The term big data has come to mean big headaches for IT organisations and big problems for consumers. Privacy is a growing concern as more and more data is not only collected but voluntarily shared by consumers in exchange for free access to applications and functionality.
Those wondering how much sites such as Facebook might know about them have to jump through hoops to find out and are likely to be surprised by how many personal details websites actually store.
The TV documentary Erasing David, screened on More 4 in 2010, detailed an attempt by film maker David Bond to do just that — find out how private his identity really is. After deliberately disappearing for a month, he hired detectives to track him down.
Before his disappearing act, Bond spent weeks trying to find out just how much information various websites held on him. Big data took on a whole new meaning as he sat at a desk, poring over more than 1,000 printed pages from Facebook alone.
The UK’s Midata initiative
The UK government is proposing to make part of that discovery process easier on the consumer and their wallets with its Midata initiative, whereby consumers would have access to some of their data held by private organisations.
The government is promising protocols to handle privacy or consumer protection issues — but also stresses that this is a private-sector initiative and it will not be hamstrung by rules and regulations.
Given the amount of data stored by private organisations — consider the amount of storage required to maintain data on spending patterns in supermarkets — such an effort raises many questions, from how such vast amounts of data might be transferred to where they might end up.
Perhaps most interesting from a technology perspective is whether or not the cloud makes it possible to overcome the problems that have derailed these kinds of big data-sharing efforts in the past.
The cloud as a data warehouse
Whether it’s sharing of data by the private sector, or attempts at similar initiatives within the US government or vertical industries such as healthcare, data-sharing has issues. The main problems relate to the format of the data, both from an immediate integration perspective as well as for long-term accessibility.
Cloud computing is often touted as a solution to storage and processing of big data thanks to an illusory perception of infinite capacity. But the reality is that if. data is stored in a format that cannot easily be exploited by very different applications, it is little more than a digital dump of bits and bytes.
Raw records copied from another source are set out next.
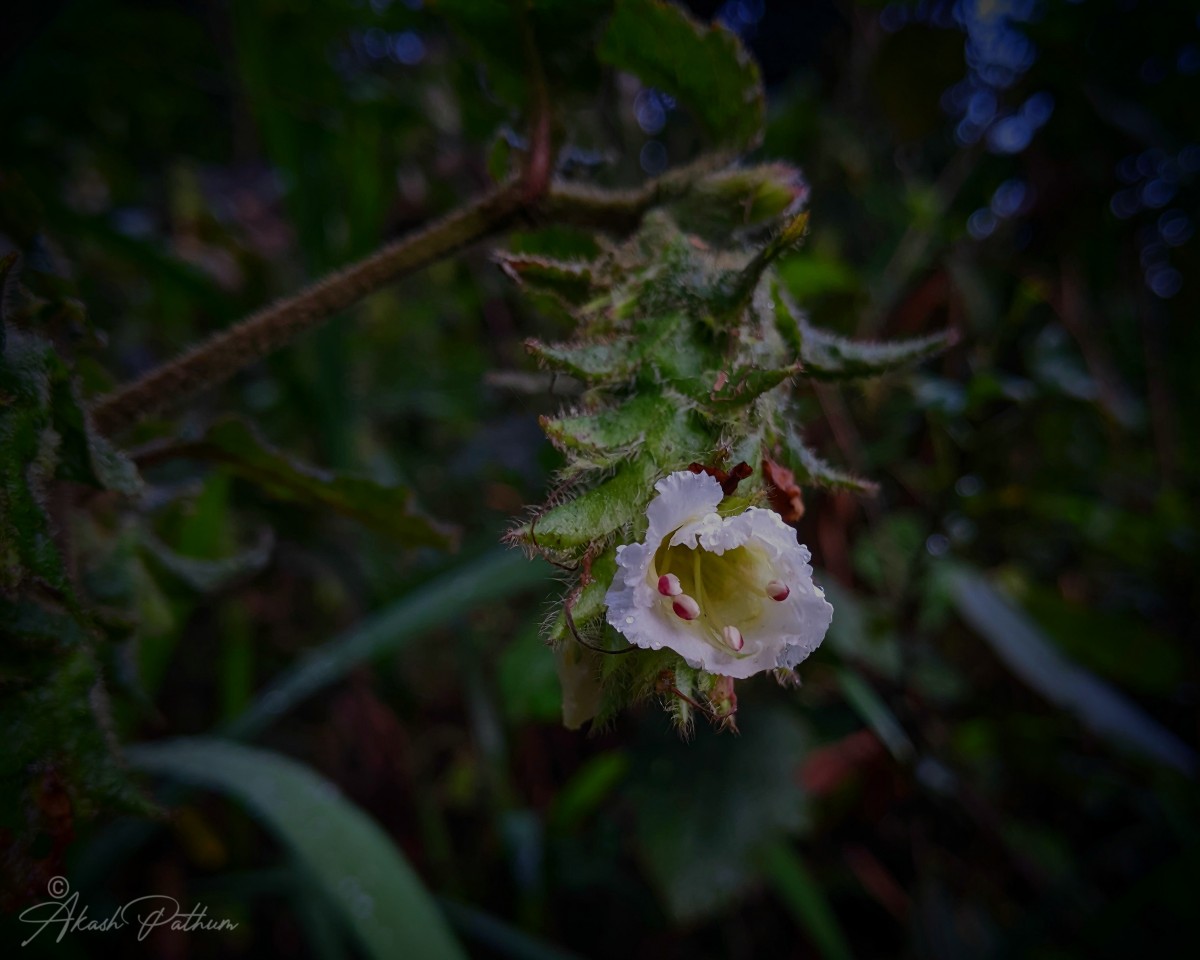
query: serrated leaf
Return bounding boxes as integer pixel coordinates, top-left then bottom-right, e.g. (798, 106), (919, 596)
(127, 737), (466, 960)
(670, 163), (808, 237)
(599, 0), (766, 150)
(187, 419), (456, 550)
(772, 282), (958, 380)
(142, 528), (275, 593)
(539, 391), (676, 454)
(547, 547), (617, 643)
(496, 253), (595, 305)
(786, 430), (878, 497)
(800, 319), (958, 380)
(526, 337), (641, 383)
(690, 365), (800, 413)
(511, 456), (659, 550)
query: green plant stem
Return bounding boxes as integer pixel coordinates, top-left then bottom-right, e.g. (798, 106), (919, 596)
(91, 158), (730, 434)
(92, 180), (523, 434)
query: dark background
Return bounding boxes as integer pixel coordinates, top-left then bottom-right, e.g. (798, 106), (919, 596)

There is an incorrect assumption that the hardware and infrastructure agnosticism of cloud computing translates equally well to that of data and applications. This fallacy is one that is difficult to expose because of a failure to understand how data is serialised to and from applications. Big data is not well suited to transfer via the most standardised of methods today — RESTful APIs with JSON or XML-encoded data.
Indeed, exchange of big data requires far more care, because of its bulk and the need to ensure formatting in a data protocol easily interpreted by a wide variety of platforms and programming languages. Unfortunately, these two distinct requirements are at odds with one another. Formats most easily interpreted by the widest variety of platforms and languages result in data sets far larger than those encoded in more compact, space-saving formats.
Cloud cannot address this particular problem because it was not designed to do so. Cloud can certainly provide the ubiquity of access and immediate scalability of storage resources necessary to facilitate a successful big data-sharing project. But it cannot address the inadequacies in the transferral process that often plague big-data exchanges.
These obstacles must be addressed before we can even begin to look at access control and management of such a warehouse. Otherwise, we’ll run foul of existing privacy regulations around the globe governing who can access what and from where.
While the UK government insists it does not want to hamper the sharing of data by private-sector initiatives with regulations and laws, many such inhibitors already exist and have a serious impact on the ability to exploit cloud computing for such scenarios.
The Cloud is well suited for many tasks, especially for parallelised analysis of big data. But the data must get into the cloud in the first place and be accessible to those systems performing the analysis. To date there is little sign of initiatives that have proven the ability to do just that in a timely, efficient and highly interoperable manner. This issue may be one of the challenges cloud computing simply cannot address. At least, not yet.